I think you described it perfectly, through your experiences. Some people are saviors just by being themselves, and what a blessing they are. (I was just thinking about how households always smell different from one another. A lot of memories in those smells.)
A touching story Christine. I know the downward spiral of dementia as well and I understand why you are heart broken. Having spent part of my life growing on Lake Erie I am now also curious about the where-abouts of that cottage. No need to tell me of course but that shoreline and lake is a special place. Add your kind relatives and I understand your sweet memories.

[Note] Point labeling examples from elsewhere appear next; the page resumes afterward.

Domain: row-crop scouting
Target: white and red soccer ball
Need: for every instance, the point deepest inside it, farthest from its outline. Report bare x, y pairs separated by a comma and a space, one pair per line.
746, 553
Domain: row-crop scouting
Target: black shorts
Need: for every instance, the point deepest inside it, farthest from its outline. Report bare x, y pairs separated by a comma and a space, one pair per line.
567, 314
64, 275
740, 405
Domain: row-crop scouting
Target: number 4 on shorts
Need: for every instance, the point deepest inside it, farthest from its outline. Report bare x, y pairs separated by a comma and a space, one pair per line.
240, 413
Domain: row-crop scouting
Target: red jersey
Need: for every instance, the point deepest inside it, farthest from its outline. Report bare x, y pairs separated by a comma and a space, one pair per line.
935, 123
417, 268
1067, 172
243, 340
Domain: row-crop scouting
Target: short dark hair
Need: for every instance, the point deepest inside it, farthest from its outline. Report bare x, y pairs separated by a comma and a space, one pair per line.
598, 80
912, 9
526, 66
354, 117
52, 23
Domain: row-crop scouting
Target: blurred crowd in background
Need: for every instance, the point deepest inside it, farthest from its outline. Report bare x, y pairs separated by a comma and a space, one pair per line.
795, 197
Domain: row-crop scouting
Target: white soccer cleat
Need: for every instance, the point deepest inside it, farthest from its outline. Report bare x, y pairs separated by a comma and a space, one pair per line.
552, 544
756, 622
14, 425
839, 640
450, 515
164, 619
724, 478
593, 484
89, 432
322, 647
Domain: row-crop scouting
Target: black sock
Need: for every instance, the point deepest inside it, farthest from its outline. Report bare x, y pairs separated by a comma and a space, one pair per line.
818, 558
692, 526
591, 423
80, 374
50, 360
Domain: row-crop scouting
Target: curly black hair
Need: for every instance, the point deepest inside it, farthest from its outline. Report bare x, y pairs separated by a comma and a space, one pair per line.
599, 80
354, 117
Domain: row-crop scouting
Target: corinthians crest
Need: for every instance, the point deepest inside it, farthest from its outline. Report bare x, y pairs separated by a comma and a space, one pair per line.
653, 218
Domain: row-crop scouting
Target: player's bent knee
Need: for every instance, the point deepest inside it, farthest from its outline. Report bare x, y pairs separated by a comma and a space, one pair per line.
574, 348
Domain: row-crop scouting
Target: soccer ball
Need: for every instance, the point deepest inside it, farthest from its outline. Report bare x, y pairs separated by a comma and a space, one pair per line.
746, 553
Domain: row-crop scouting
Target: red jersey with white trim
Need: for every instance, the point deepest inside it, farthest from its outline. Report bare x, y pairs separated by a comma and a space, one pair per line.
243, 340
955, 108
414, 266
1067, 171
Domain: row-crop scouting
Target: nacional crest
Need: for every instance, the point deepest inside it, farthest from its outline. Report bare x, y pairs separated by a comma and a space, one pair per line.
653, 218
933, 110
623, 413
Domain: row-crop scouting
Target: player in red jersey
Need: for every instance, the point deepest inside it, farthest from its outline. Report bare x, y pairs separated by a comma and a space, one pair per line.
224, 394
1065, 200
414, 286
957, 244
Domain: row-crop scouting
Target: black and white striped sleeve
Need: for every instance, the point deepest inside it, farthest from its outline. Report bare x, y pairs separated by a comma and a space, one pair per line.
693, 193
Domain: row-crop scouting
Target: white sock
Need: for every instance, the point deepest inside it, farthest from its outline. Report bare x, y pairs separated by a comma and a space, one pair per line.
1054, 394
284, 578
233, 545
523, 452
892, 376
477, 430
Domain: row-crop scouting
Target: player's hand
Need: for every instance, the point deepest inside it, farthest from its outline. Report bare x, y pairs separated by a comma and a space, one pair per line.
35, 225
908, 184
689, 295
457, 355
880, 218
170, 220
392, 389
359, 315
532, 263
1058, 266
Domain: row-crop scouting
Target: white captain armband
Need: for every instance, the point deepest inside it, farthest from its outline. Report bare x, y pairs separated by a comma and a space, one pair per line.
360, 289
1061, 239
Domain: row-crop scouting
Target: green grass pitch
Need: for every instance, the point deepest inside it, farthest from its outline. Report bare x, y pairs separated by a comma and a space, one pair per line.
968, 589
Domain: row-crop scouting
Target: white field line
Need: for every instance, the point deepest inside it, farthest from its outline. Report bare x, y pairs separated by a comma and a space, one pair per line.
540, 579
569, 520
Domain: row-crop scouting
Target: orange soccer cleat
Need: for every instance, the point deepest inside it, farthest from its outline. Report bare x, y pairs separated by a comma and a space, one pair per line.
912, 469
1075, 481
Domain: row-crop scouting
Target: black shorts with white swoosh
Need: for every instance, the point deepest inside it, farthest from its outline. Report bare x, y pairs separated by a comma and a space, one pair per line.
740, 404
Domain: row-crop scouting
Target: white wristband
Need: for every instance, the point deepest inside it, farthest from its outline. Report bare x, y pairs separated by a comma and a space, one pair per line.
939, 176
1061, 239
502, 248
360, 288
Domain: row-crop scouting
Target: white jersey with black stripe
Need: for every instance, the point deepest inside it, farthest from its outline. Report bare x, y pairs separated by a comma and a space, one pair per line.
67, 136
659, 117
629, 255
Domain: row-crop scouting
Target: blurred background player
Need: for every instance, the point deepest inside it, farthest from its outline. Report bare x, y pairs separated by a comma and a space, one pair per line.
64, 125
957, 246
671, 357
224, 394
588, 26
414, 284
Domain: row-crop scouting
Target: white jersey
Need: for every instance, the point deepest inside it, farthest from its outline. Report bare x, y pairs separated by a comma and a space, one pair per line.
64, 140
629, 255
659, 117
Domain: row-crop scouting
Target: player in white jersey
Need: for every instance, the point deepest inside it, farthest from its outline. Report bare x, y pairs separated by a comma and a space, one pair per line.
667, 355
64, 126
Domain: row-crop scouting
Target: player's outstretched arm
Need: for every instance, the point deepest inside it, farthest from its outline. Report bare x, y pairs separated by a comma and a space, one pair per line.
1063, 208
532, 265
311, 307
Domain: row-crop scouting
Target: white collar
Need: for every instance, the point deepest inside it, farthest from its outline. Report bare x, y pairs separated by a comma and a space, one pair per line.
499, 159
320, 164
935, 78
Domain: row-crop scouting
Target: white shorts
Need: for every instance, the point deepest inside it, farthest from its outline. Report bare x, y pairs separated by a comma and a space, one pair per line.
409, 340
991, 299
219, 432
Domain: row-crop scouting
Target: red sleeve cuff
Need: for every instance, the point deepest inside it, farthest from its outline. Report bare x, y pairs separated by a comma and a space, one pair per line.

Oh, Christine. This made me cry. Maybe you should let your uncle read this story minus the dementia part, etc. ? Also I think you might consider what you gave to them...They obviously loved you so much to make that trip every weekend. That's way more than duty or obligation. Beautiful story with such rich detail. Thank you for sharing it.
Lovely tribute. I wish them all the best.
Such a sweet tribute, Christine. You manage to blend beauty, sadness and joy all at once. Uncle Bill and Aunt Sophie are as lucky to have you as you are to have them.
Thank you all again for your heartfelt comments. You guys mean the world to me.